Мы читаем Алексею Денисовичу всё, что наработали дома. Никаких указаний в выборе репертуара мы не получали. Поначалу студиец должен был руководствоваться только своим личным вкусом: так яснее и быстрее, определеннее формируется индивидуальность. Важно только, чтобы уже в самых первых твоих работах было видно, что его отличает от всех других, угадываешь о неповторимые особенности и для них, этих особенностей, находишь наиболее подходящую, единственно возможную форму выражения. Важно только, умеешь ли ты или еще пытаешься уметь донести мысль автора до слушателя, и очень важно, чтобы всему этому сопутствовало твое (ведь ты же художник!) отношение к мысли автора, выраженной тобой.
Читаем, читаем, читаем, сменяя один другого. Уже поздно – пора расходиться. И вдруг робкий голос: «Алексей Денисович, сделайте нам приятное, пожалуйста, почитайте нам немножко!»
– Что вы, что вы! Я сам давно уже не читаю.
И мы видим, что Дикий покраснел, глаза его зазеленели. Он даже слегка растерялся. Но тридцать молодых здоровых человек уже зажглись блестящей идеей: аплодисменты, крик, и, наконец, улыбающийся Дикий сдается.
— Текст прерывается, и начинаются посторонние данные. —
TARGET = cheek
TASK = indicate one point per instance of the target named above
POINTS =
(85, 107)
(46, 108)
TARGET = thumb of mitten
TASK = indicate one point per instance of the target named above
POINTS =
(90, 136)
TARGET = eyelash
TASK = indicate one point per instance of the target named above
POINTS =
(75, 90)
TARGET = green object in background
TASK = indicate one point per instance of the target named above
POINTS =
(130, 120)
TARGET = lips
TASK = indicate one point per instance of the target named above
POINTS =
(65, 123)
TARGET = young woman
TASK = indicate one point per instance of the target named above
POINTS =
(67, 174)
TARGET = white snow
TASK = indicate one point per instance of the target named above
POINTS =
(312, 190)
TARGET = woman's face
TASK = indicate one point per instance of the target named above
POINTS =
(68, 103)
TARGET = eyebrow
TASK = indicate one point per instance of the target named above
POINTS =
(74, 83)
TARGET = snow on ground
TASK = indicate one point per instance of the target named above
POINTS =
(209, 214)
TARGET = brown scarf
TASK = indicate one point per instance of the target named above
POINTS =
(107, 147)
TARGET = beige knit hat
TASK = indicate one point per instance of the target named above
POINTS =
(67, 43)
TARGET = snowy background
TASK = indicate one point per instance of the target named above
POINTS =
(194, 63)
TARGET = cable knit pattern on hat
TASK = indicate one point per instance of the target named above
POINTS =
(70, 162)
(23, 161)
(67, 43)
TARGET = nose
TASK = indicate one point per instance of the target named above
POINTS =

Он выходит на середину зала своей неожиданной ухватистой походкой, очень приятной и, я бы сказал, высокопрофессиональной. В руках у него стул. Большой, тяжелый стул – пуда на полтора. С размаху Дикий ставит его на пол. Но мы не слышим грохота, стул опустился мягко, точно, как если бы он был на резиновом ходу и встал бы на толстенный персидский ковер. Более того, стул стал математически ровно, его уже не нужно двигать, перестанавливать, так безукоризненно поставить стул может только опытнейший начальник постановочной части.
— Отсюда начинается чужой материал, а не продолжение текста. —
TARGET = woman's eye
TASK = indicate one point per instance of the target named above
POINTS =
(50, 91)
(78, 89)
– Горбунов. «На почтовой станции».
Дикий сказал это, и вы понимаете, что если бы все это происходило в огромном концертном зале, то услышали бы в двенадцатом ряду галерки.
– Ночью… – добавляет он.
И я удивляюсь, что голосом можно нарисовать скобки: «(Ночью)». Да, это в скобках.
Дикий садится на стул. Неожиданно голова его запрокидывается назад, и вдруг все вокруг нас наполняется храпом! Ну и храп! Даже свет как-то померк от этого храпа. Так спят не менее десяти человек. Вот где-то внизу, на самых октавных нотах, идет чей-то нутряной храп-рык – он как бы загрунтовывает картину, как бы служит общим фоном для храповой росписи. Вот бурными волнами идет где-то неподалеку храп, похожий на рев нервного медведя, и за ним возник, несется высокий, тенористый, слюнявый храпик, сопровождаемый забавным старческим плямканьем. Зубовный скрежет, подвывание, стоны, присвист. Что это за звук? Нет, это так, это показалось. И вдруг в эту трехминутную симфонию врывается чей-то свежий, молодой, испуганно-веселый голос: «Эй, ямщик, тарантас подъехал!» Храп обрывается. Слышится позевывание, открещивание, бормотня. Кто-то кого-то пинает, кто-то обувает не свою ногу. Ох, и неохота вставать, когда в голове зеленая одурь от водки и махры, от ругани, от блох, от скачки, от встречных пронзительных ветров и от всей этой распротреклятой ямщицкой жизни. «Чья череда-то?» – «Микиткина!» – «Микитка, дьявол, вставай» – «Га?!!»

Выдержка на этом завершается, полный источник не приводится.